Generate randomized 256MB files onto your drive.(C++)

MosaicFuneral 2 Tallied Votes 3K Views Share

Haven't programmed in a long time. Last project was a GCODE pathway generator I wrote several years back. My compiler is obviously several years out of date.
Uses time(), itoa(), rand(). Current standard compliant compilers should have , , , and to_string() in suppliment to those more deprecated functions.

This is a very simple, high speed method of generatinga alot of randomized junk data onto your drive. Make sure you have about 300MB of RAM available for the overhead. An older non-SSD might croak.

Useful for making old files unrecoverable by overwriting the old space on a drive. Doesn't go about overwriting any file tables, partitions, etc. Only where the file system allows it to dump the files by defualt. So it's fairly safe, since you're not completely rewriting the disk.

/*generates 256MB randomized files*/
#include <iostream>
#include <fstream>
#include <vector>
#include <time.h>
#include <stdlib.h>
#include <string>
#include <sstream>
using namespace std;

void seed_kilo(string &kilo_seed)
{
    /*Reducing most of the rand() calls here, that reduces most of the CPU time.*/
    for(unsigned int j = 0; j < 1024; j++) {
        kilo_seed += (const char)rand()%256;
    }
}

void reseed_kilo(string &kilo_seed)
{
    char n = rand()%256;

    for(unsigned int j = 0; j < 1024; j++) {
        kilo_seed[j] = (const char)(kilo_seed[j] ^ n);
    }
}

void randomize_quarter_gig(vector<string> &quarter_gig, string &kilo_seed)
{
    string temp;
    char n = rand()%256;

    for(unsigned int i = 0; i < quarter_gig.size(); i++) {
        temp.clear();
        n = n ^ i; /*linear progression, but it's fast and random enough*/

        for(unsigned int j = 0; j < 1024; j++) {
            temp += (const char)(n ^ kilo_seed[j]);
        }

        quarter_gig[i] = temp;
    }
}

int main()
{
    vector<string>  quarter_gig(262144);
    string          temp, kilo_seed, input;
    ofstream        file;
    unsigned int    how_many = 0;
    char            num[4];

    srand(time(NULL));
    seed_kilo(kilo_seed);

    cout << "How many randomized 256MB files to generate ?--> ";
    getline(cin, input);
    stringstream(input) >> how_many;

    for(int i = 0; i < how_many; i++) {
        itoa(i, num, 10);
        temp = "stuff";
        temp += num;

        file.open(temp.c_str(), ofstream::out);

        if(!file.is_open())
            return(1);

        randomize_quarter_gig(quarter_gig, kilo_seed);

        cout << "256MB randomized.\n";

        for(unsigned int j = 0; j < quarter_gig.size(); j++) {
            file.write(quarter_gig[j].c_str(), quarter_gig[j].size());
        }

        file.close();

        cout << "File #" << (i+1) << " written." << "\n";

        if(i != (how_many - 1)) {
            reseed_kilo(kilo_seed);
        }
    }

    return(0);
}
DGPickett 20 Newbie Poster

For masking, write the random numbers directly, not as ascii.
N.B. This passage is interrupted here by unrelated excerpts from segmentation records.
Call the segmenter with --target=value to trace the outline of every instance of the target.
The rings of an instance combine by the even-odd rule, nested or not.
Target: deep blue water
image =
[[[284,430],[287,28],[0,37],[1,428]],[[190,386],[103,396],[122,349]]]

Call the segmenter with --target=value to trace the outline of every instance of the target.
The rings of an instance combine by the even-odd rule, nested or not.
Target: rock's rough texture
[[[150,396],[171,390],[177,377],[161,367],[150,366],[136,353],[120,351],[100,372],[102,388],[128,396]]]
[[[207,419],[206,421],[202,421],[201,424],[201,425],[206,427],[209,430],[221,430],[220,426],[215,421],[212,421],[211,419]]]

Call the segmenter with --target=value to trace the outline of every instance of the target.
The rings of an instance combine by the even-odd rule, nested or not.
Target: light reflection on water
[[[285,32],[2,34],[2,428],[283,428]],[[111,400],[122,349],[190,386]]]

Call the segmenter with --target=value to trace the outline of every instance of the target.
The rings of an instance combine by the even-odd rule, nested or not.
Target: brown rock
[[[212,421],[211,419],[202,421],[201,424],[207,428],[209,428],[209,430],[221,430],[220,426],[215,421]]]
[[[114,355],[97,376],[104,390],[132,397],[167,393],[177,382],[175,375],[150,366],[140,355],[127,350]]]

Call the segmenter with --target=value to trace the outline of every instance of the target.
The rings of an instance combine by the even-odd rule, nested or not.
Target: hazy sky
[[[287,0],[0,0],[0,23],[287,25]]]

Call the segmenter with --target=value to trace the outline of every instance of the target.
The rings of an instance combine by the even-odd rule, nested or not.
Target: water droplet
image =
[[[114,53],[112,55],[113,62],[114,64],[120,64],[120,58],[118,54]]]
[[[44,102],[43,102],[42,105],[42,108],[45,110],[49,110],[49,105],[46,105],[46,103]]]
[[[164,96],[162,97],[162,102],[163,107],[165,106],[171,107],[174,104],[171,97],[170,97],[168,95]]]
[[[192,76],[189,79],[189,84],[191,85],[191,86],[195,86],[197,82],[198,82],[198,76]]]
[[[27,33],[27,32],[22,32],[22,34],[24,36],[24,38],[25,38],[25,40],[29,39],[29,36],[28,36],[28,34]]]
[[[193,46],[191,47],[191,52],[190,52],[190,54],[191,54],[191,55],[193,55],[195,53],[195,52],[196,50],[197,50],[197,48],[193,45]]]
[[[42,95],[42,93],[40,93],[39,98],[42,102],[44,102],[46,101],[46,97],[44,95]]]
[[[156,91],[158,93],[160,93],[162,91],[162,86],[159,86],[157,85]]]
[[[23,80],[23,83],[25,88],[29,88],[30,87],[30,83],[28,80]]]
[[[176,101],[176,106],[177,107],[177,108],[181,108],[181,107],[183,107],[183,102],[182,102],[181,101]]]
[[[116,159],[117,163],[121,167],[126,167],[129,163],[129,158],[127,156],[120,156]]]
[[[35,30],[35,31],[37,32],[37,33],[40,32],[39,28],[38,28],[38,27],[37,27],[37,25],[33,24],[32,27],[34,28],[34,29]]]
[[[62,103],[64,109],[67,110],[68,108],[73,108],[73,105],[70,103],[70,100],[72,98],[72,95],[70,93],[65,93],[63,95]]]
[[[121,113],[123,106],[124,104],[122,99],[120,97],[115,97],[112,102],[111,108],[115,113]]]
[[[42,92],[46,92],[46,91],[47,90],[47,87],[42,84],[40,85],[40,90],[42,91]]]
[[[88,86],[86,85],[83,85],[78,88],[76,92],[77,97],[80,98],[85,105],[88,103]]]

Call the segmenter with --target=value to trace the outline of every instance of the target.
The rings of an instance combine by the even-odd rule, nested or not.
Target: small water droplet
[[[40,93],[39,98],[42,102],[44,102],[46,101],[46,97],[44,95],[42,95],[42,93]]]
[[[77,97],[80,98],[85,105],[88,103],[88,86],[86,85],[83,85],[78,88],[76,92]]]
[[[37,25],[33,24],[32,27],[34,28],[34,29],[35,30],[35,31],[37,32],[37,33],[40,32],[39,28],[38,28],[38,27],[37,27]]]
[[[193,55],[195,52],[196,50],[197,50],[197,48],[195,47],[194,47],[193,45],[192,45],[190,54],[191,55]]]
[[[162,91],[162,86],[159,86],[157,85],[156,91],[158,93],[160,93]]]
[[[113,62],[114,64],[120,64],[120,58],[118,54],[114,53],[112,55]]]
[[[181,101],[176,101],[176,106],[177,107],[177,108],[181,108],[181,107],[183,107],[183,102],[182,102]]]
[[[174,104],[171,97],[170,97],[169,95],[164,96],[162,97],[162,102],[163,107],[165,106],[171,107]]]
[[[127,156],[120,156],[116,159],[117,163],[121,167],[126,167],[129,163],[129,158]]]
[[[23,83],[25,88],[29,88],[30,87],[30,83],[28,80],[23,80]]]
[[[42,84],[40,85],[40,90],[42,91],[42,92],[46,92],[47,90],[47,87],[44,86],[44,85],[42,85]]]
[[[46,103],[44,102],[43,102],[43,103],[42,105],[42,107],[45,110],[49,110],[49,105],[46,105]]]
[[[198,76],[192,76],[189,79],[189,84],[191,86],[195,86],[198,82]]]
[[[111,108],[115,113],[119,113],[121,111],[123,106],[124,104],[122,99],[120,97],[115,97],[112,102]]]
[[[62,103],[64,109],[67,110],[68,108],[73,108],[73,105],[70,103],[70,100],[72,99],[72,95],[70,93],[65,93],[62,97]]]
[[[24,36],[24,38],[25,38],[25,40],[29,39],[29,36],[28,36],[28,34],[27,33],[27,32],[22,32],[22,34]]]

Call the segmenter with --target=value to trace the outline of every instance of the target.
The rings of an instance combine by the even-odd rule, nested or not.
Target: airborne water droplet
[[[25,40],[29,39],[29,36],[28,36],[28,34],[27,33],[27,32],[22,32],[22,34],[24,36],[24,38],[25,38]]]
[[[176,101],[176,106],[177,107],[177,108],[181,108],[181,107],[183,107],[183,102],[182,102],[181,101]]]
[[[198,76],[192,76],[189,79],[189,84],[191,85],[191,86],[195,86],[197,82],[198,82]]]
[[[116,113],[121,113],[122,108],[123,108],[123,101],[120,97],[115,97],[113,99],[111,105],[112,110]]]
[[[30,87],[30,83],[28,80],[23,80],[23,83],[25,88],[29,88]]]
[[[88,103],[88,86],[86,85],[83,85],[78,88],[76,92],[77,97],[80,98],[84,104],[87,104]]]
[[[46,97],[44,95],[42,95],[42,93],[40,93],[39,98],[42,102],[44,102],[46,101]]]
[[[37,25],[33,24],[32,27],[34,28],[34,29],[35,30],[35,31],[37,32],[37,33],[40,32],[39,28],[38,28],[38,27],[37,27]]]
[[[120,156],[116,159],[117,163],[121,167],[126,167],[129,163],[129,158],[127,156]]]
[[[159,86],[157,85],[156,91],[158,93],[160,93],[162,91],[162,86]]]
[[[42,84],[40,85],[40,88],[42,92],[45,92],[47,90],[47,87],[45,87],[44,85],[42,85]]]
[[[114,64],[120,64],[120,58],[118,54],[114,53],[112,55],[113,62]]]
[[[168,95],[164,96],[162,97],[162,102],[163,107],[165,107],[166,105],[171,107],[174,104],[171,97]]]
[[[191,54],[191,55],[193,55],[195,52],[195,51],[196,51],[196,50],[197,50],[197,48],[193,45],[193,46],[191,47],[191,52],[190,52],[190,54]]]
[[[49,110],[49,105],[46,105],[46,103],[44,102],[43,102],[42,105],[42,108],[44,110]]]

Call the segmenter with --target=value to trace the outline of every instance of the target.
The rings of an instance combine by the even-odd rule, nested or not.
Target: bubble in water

Write with fwrite() so each number is buffered into large block writes. Note that RAND_MAX is just 31 bits:

/usr/include/stdlib.h:#define RAND_MAX 2147483647

You can write 3 bytes at a time to have pure randomness. Remember that the bytes you want are located at different ends on little-endian hosts like x86 and big-endian hosts like SPARC. The middle 2 bytes are safe!

I would think that, for masking old data, a random block of a handy size like 65536 would suffice, written over and over to make a large file. More masking on magnetic media takes more write passes with different random data.

Many write passes might shorten SSD life, but I do not think SSD data are possible to recover after a rewrite.

Depending on the file system, you may be limited to 4GB files, but just open a new file and keep on. Systems may get unstable if there is no space left on the primary disk partition, so automated deletes immediately at write error would be nice.